For companies that have been the victims of breaches, there are clear reputational, brand, and financial implications.

In Digital Shadows' recent report, “Compromised Credentials, Learn From the Exposure of the World's 1,000 Biggest Companies”, the organisation analysed some of the world's largest companies and found that 97% had suffered some sort of leak.

According to the cyber security firm, a ton of stolen credentials are regularly sold, traded and shared online across paste sites and online marketplaces.

For example, Digital Shadows found that actors using the names “Peace of Mind” and “Tessa88” recently put themselves into the media limelight following the public release of the LinkedIn and MySpace databases.

The types of credentials also impacts how the threat actors use them. Whether it is for account takeover, extortion/ransomware, or credential stuffing.
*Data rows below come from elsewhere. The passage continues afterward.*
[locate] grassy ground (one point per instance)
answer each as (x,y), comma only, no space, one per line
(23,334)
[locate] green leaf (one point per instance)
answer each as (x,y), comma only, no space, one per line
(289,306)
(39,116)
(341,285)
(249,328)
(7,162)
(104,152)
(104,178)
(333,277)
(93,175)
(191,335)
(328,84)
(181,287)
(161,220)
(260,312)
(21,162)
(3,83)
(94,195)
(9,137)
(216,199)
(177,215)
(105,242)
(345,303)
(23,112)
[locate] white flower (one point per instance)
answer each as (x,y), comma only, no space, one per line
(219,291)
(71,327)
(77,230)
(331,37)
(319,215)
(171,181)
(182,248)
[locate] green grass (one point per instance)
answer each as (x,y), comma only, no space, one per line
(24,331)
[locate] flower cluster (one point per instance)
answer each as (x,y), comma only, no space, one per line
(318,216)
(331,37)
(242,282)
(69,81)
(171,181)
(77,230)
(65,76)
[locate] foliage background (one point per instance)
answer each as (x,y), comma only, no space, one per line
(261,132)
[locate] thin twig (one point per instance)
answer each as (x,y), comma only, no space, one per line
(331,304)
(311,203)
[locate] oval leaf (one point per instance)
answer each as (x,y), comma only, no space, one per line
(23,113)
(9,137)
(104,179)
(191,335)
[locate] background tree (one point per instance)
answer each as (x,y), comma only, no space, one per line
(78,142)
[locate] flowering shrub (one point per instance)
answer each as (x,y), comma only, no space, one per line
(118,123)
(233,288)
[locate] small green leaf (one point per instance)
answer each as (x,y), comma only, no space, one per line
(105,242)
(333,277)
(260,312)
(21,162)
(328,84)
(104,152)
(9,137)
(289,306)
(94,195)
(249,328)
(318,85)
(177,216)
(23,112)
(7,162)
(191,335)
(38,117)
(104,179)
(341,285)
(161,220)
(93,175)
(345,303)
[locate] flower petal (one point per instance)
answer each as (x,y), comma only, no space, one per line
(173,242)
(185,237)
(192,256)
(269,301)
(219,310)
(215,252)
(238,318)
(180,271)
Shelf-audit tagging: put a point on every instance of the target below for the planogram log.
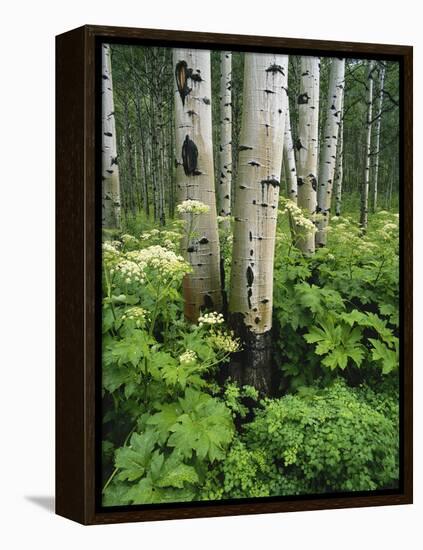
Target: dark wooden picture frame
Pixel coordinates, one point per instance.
(78, 351)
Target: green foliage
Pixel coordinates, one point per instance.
(337, 312)
(163, 427)
(329, 440)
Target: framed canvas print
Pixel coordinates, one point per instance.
(234, 274)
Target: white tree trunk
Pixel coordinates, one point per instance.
(307, 146)
(110, 170)
(364, 206)
(195, 178)
(377, 137)
(289, 158)
(339, 169)
(225, 148)
(255, 210)
(329, 145)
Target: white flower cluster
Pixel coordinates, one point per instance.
(224, 342)
(188, 357)
(136, 314)
(301, 221)
(166, 262)
(212, 318)
(146, 235)
(128, 239)
(192, 207)
(130, 272)
(110, 249)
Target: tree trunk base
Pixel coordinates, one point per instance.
(253, 366)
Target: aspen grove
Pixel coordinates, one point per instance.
(250, 274)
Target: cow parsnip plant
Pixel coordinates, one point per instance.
(172, 433)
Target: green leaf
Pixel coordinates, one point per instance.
(134, 460)
(165, 419)
(176, 474)
(389, 357)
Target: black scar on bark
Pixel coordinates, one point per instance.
(189, 156)
(303, 99)
(250, 276)
(181, 76)
(313, 181)
(249, 294)
(195, 77)
(254, 365)
(275, 69)
(274, 182)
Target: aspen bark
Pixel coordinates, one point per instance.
(377, 137)
(255, 212)
(307, 147)
(339, 169)
(289, 158)
(225, 148)
(330, 141)
(364, 203)
(195, 178)
(110, 171)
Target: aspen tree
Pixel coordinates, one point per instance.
(329, 146)
(307, 147)
(339, 169)
(225, 148)
(110, 170)
(364, 202)
(377, 137)
(195, 179)
(289, 158)
(255, 212)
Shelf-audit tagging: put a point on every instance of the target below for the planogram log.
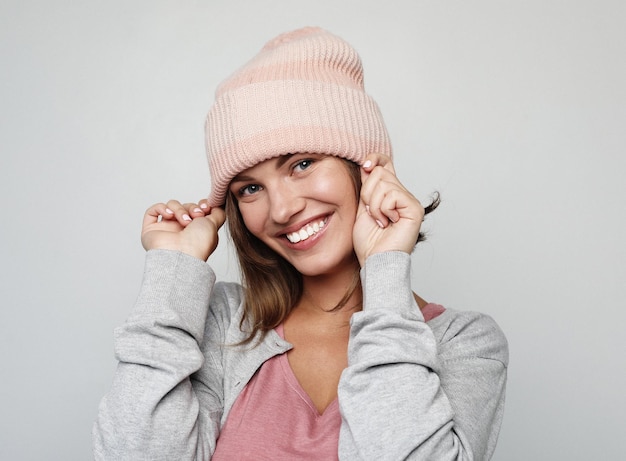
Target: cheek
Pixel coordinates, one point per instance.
(336, 186)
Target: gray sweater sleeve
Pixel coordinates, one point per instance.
(156, 408)
(414, 390)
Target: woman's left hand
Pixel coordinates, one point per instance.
(388, 217)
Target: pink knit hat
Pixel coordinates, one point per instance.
(302, 93)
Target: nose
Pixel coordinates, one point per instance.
(285, 202)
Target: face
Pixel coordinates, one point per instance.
(303, 206)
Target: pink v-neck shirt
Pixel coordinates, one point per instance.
(273, 414)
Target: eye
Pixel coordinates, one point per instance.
(249, 189)
(303, 164)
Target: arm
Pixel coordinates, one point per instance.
(408, 394)
(152, 410)
(411, 391)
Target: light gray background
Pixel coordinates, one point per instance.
(514, 110)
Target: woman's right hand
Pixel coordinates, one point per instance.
(190, 228)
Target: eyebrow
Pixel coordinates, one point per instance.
(281, 160)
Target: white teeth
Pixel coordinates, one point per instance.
(306, 232)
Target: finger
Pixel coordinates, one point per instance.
(374, 160)
(194, 210)
(156, 212)
(217, 216)
(204, 204)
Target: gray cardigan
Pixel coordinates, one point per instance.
(411, 390)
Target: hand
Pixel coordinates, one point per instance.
(190, 228)
(388, 217)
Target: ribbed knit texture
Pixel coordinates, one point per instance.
(302, 93)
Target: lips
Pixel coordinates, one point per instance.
(306, 231)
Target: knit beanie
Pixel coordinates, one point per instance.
(303, 92)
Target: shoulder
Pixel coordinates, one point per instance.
(467, 334)
(226, 302)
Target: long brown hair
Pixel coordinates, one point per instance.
(272, 285)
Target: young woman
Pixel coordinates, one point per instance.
(324, 351)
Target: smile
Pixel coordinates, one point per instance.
(307, 231)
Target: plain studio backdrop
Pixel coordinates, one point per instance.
(514, 110)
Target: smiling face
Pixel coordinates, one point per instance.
(303, 207)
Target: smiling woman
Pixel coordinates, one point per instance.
(324, 351)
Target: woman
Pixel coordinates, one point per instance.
(326, 353)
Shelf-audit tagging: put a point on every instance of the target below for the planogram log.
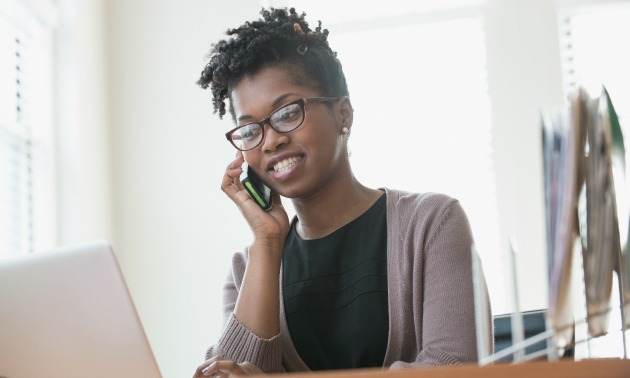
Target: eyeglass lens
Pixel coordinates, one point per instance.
(283, 120)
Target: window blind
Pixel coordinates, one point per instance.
(25, 121)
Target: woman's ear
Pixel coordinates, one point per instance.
(345, 113)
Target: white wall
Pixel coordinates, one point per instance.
(151, 154)
(524, 78)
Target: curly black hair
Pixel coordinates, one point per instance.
(280, 37)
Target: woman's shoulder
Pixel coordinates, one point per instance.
(427, 201)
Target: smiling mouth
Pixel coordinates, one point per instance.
(286, 164)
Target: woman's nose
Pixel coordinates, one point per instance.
(273, 140)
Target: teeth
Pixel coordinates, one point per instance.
(284, 164)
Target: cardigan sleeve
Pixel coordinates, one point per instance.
(438, 255)
(238, 343)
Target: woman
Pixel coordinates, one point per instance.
(361, 277)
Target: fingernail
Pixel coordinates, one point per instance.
(208, 368)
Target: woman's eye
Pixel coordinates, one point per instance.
(250, 132)
(287, 114)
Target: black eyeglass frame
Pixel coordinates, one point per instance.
(302, 102)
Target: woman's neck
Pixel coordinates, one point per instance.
(333, 208)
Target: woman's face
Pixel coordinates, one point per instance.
(298, 163)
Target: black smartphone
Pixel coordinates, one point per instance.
(260, 192)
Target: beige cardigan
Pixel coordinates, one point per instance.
(431, 311)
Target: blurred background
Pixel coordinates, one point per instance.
(104, 134)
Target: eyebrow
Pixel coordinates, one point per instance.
(274, 104)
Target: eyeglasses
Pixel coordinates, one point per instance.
(284, 119)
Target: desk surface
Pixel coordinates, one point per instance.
(605, 368)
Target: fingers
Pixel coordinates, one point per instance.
(221, 368)
(231, 179)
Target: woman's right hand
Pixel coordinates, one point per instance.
(271, 226)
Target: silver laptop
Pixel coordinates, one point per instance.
(67, 313)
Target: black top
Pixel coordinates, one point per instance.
(335, 293)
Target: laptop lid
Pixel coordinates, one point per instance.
(67, 313)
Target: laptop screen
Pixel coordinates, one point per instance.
(67, 313)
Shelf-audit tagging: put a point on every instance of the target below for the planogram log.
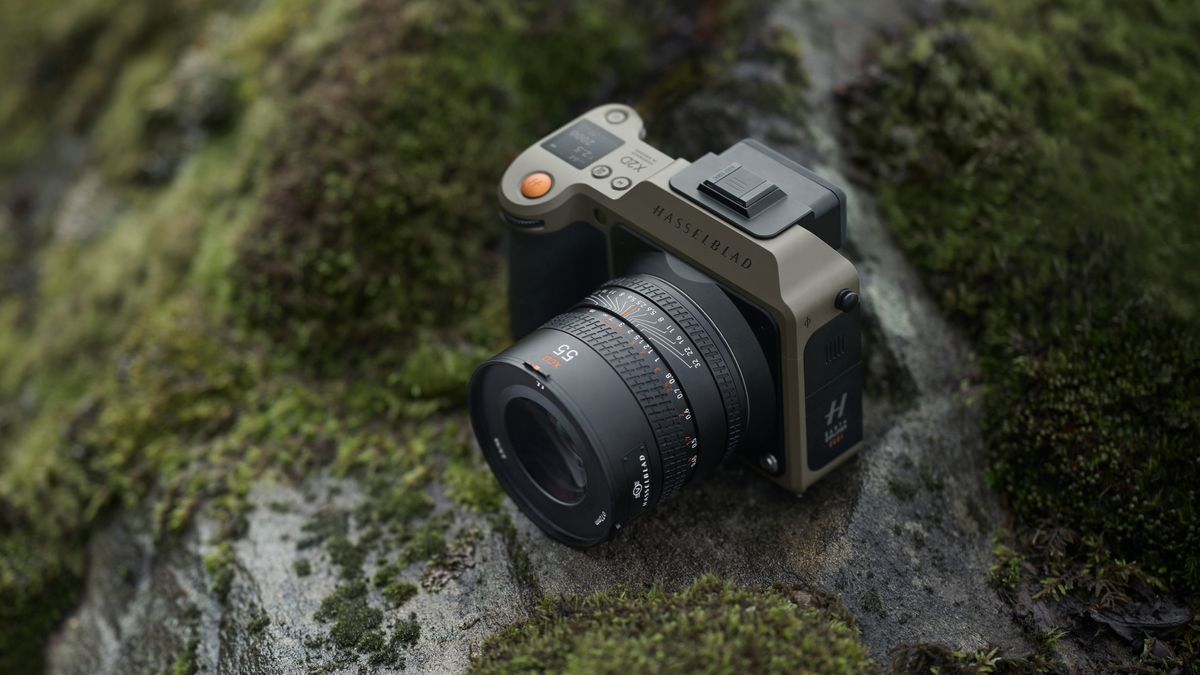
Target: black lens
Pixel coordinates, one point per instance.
(546, 451)
(615, 405)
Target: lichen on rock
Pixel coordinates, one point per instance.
(1038, 162)
(709, 627)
Digital Shadows has also seen “thedarkoverlord” offering multiple healthcare databases on the Real Deal marketplace and, more recently, the claimed Dropbox leak.

Basically, the number of compromised credentials that are available online is staggering, which the company says is providing a gold mine for attackers.

The report shows that the top breaches were social media platforms. Digital Shadows found that, LinkedIn, MySpace and Tumblr breaches were responsible for 30%, 21% and 8% of the total credentials.

So while the number of credentials leaked online for the world's 1,000 biggest organisations is staggering it is important to remember that this is not the whole picture.

It is Digital Shadows understanding that organisations are likely more exposed by third parties and suppliers. Credential compromise affects organisations of all sizes.